Mr Chen is proud of Junda Leather’s 30-year history and of the “smart and stable” management team he has managed to put in place there. “Our technologists and our workers in the factory are part of this team and, because of this stability, we can keep the quality of our leather high.” The company is now the largest producer of cow split leather for footwear in China and this has brought it to the attention of the wider leather industry there. Its relations with universities that research and teach leather science are strong, especially in the case of the Technical University of Qilu in nearby Jinan, and also with the University of Sichuan, whose Professor Bi Shi, although based much further away, has also built up a good relationship with the Shuangquan-based tannery. He and Qilu’s Professor Liqiang Jin have been the inspiration for what Mr Chen describes as “lots of new ideas that have helped us stay creative and innovative”. This led to Mr Chen taking part in a specialist committee that drew up national standards for wet blue.

For reasons of proximity, the partnership with Qilu University of Technology seems particularly strong. The leather technology course that Professor Jin runs there attracts 70 students per year. When students finish their four-year undergraduate course (Master’s courses are also available), they go all over China to work in tanneries, although many stay in Shandong, with some, naturally, forming part of the team at Junda and, as in the case of Xuefeng Li, going on to have good careers there and ending up in leadership positions. 

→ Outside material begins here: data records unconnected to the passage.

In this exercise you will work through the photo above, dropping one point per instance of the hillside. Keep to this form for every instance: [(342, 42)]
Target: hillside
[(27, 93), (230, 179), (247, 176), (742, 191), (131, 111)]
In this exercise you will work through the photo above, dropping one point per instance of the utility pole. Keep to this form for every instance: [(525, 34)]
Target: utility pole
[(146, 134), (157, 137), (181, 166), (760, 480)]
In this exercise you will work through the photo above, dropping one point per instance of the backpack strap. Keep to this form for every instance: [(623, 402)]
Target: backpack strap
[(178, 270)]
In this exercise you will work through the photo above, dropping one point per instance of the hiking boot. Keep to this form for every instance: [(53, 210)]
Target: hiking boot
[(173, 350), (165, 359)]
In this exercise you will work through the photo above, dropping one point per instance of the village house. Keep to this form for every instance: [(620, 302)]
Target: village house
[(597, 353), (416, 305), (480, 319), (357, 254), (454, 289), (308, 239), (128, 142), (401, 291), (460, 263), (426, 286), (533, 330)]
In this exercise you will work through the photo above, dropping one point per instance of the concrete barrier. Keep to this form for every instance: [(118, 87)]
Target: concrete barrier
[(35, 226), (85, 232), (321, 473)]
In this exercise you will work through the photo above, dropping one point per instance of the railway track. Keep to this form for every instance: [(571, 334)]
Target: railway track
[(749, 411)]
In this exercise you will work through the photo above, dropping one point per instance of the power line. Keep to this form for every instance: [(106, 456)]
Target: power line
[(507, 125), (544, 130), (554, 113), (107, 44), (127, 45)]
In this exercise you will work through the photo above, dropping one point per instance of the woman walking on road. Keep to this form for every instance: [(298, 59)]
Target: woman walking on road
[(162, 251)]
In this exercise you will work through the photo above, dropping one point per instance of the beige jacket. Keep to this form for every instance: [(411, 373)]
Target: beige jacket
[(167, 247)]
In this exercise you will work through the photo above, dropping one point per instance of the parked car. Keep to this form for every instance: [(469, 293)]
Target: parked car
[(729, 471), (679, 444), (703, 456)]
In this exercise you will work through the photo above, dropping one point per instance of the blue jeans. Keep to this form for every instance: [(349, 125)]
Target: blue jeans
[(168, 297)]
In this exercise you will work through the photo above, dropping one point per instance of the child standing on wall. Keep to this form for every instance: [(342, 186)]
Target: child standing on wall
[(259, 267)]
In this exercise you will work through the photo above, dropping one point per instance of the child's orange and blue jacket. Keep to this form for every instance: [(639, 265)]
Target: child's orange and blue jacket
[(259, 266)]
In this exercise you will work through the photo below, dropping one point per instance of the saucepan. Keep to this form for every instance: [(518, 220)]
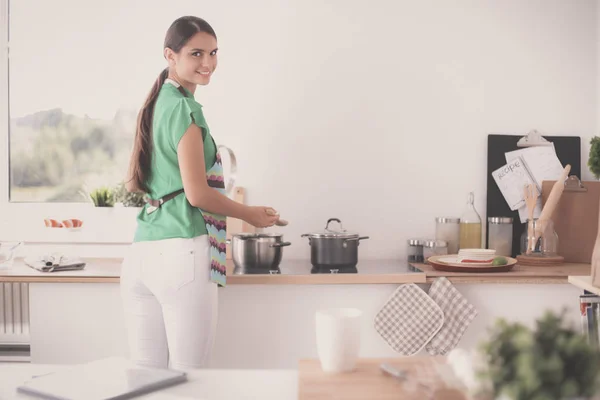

All of this has helped Junda Leather to achieve High-Tech Enterprise status, an official, government-awarded status. To have won the right to call itself a High-Tech Enterprise is good for the company, its president says, because it inspires greater customer trust.

New ideas

A recent development showing the company’s commitment to partnership involves efforts to make a nubuck-style product from cow splits. This unusual idea came from a customer and proves the company president’s point about buyers having a high level of trust in Junda as a supplier. Grain leather is expensive, Mr Chen explains, and shoe companies are always interested in finding cheaper ways to make their products. Of the new material, he says: “It has almost the same properties as grain leather and is waterproof. We are producing it now and we are going to commercialise the idea.” He calculates that using a product made from cow splits instead of nubuck is saving the customer around 40%.

Junda Leather says it is happy to a large extent with the machines in which it has already invested, but adds that the nubuck project has thrown up a new requirement. “As far as we know, we are the only producer making nubuck from cow splits and this has given us a problem with the dedusting machine we have in place,” says Yang Xia. “It has the usual set-up with brushes inside and a vacuum pump to draw the air out, but cow split is a delicate material and the brushes can mark it.”

Saturday club

Professor Jin and other academics from Qilu are frequent visitors to the tannery and offer a series of lectures on Saturdays, which workers attend and listen to carefully, even sitting exams afterwards to answer questions on what they have learned. To pass these exams can mean an increase in salary. To cement the tannery’s ties to the universities even further, Junda Leather’s new research and development centre in Changqing will provide space for researchers from both Sichuan and Qilu to try out new ideas, working alongside members of Junda’s own team. These relationships are now deeply rooted and are bearing fruit. This pleases Jiajun Chen immensely. He likes fruit-bearing plants and has planted apricot trees at the company’s main site in Shuangquan. This choice is highly symbolic because the words for apricot and for luck are homonyms in Chinese. Of course, the company’s success is down to much more than luck.